Stadt plant fünf zusätzliche Flüchtlingsunterkünfte in Harburg

Die Behörde für Arbeit, Soziales, Familie und Integration (BASFI) plant über den bisher bekannt gewordenen Notfallplan hinaus fünf zusätzliche Unterkünfte für Flüchtlinge im Bezirk Harburg.

Harburg. Dazu verhandelt die Behörde auch mit Privateigentümern.
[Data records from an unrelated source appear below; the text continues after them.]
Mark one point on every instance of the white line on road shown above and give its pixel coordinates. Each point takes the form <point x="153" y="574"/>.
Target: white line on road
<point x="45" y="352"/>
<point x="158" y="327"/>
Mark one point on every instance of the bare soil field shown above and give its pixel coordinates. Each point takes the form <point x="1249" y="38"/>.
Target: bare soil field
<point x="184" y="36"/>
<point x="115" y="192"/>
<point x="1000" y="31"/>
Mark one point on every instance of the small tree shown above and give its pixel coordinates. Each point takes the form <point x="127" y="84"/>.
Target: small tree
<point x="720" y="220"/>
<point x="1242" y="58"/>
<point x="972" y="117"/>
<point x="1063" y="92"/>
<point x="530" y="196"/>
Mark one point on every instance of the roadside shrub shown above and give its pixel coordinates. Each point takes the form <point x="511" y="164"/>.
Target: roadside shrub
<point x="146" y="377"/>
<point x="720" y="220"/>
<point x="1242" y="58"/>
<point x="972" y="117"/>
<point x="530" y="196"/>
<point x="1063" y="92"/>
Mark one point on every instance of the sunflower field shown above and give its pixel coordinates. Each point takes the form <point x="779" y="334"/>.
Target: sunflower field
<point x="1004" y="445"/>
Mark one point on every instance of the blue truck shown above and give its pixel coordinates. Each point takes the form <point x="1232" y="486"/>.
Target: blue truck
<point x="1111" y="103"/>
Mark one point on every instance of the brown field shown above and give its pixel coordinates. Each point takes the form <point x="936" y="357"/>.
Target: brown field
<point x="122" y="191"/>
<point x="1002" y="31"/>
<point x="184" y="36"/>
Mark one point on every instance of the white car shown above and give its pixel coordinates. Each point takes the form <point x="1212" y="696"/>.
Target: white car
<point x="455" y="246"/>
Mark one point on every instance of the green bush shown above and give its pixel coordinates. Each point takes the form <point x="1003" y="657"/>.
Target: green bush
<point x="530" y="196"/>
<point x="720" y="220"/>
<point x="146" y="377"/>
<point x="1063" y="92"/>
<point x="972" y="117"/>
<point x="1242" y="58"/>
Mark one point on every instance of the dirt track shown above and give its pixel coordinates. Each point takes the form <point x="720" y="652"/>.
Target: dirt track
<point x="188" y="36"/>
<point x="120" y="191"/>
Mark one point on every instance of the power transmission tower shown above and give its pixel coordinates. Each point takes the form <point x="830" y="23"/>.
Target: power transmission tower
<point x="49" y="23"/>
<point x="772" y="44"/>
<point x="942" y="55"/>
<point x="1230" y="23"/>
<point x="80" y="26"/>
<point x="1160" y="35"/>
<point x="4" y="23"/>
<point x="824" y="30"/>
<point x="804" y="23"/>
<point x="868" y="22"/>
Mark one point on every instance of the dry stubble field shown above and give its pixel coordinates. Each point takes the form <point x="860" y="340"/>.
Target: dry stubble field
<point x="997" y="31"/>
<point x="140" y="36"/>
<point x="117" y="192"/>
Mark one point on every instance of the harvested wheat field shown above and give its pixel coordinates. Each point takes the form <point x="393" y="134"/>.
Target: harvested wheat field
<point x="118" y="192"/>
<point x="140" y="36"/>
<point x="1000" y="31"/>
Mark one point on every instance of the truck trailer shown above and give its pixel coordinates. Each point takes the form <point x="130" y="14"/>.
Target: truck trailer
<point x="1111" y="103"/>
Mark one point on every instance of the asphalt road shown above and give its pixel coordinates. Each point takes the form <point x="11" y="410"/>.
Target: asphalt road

Wie im Sozialausschuss der Bezirksversammlung Harburg bekannt wurde, sollen auf Flächen an der Cuxhavener Straße 417 und 586 jeweils Pavillons für Flüchtlinge entstehen. Die Anzahl der Plätze ist noch offen. Die Pläne sehen weiter vor, 30 Plätze in Wohnungen in der Maretstraße zu schaffen. 80 Flüchtlinge sollen laut der BASFI in der Pension Neuenfelde untergebracht werden. Zusätzlich sollen Am Aschenland in Neugraben-Fischbek Leichtbauhäuser mit Platz für insgesamt 250 Flüchtlinge entstehen.

Die FDP kritisiert eine „massive Konzentration“ von Flüchtlingseinrichtungen im Harburger Kerngebiet und fordert den Senat zu einem neuen Verteilungsschlüssel für die öffentliche Unterbringung auf, der die soziale Belastung berücksichtigt.